QoS is funtionality most cheap routers come with so this part is probably easiest to solve. A lot of proxies come with caching functionality (with varying degrees of how "smart" the caching is) so this part is probably also something we should be able to sort out. On Windows updates ideally I would have a fairly simple box that I could set clients to download from. I know Windows 10 has the "update over LAN" feature where clients can share Windows updates and I'm not sure if this is something we can benefit from. I don't have in-depth knowledge on this but the first thing that strikes me is this scenario: Say 50 people arrive at work at the same time and an update has been launched at nighttime. Initially no client on the LAN will have the update and all of them will start downloading it, right?

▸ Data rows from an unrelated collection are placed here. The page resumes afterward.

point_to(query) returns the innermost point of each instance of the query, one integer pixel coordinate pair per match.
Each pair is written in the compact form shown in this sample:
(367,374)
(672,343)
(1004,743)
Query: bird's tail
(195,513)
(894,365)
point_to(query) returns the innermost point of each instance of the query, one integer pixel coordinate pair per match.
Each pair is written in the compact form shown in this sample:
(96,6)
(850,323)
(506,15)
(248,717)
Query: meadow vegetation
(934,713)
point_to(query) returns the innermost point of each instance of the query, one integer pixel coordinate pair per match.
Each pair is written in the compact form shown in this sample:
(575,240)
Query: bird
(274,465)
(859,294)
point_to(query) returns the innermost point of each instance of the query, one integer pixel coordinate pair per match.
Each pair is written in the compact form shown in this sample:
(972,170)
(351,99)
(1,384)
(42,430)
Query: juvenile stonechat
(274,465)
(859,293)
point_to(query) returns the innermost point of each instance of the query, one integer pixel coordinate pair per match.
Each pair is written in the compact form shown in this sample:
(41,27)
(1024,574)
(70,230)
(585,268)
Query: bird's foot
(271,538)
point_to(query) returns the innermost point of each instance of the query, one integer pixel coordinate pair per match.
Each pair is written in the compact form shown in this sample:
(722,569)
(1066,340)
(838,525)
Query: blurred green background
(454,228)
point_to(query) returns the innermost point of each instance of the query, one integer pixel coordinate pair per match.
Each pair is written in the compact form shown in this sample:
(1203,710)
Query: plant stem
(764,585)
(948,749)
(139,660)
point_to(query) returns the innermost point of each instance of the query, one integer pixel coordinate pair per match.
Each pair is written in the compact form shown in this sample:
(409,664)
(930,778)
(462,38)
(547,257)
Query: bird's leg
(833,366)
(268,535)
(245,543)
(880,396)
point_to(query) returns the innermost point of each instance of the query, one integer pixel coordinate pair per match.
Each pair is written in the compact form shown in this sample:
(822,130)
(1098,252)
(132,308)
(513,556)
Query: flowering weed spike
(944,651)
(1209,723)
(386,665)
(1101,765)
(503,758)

Anyway all input on best way to reach our goal is much appreciated.
In advance, thank you.
 
I would force all the traffic though a proxy server. This will reduce your bandwidth to a small extent because of caching of common data. Unfortunately most things are now https so the caching does not work as well as it used to. It is fairly easy to block web sites that are not business related. There are free lists of sites and categories. Not as good as commercial ones but these subscriptions get costly....have to pay the poor guys who find all those porn sites :).

I am not sure anyone has a complete list of the mircosoft servers. I have tried to block them but is constantly changes. Even if I block huge blocks of microsoft controlled ip it still finds others.

Now if you were to ensure all your machines only run on wireless you can use a option in windows 10 to mark the connection as metered. Your situation is exactly what I have seen people ask micosoft. I am using a ethernet connection to my router on a satellite which is metered. Why can't I set my connection to metered. Basically they said buy commercial licenses if you want that feature.....basically too bad we don't care.

Used to be some registry hacks to prevent it but they "fixed" those with the anniversary update. Not sure you would think that if people have the skills to hack the registry they also have the skills to know which updates they really need.

The lan stuff does not appear to work real well, not sure why maybe the machines all need to be on at the same time. Mine seem to each pull data from microsoft.

......a added thought. We force all our traffic from remote offices to the central internet connection. This is mpls but you could build vpn tunnels to a central location, maybe a hosted server. You could then buy and maintain only 1 firewall/server whatever. The remote device would be simple routers with a vpn configuration forcing all traffic to the central vpn server.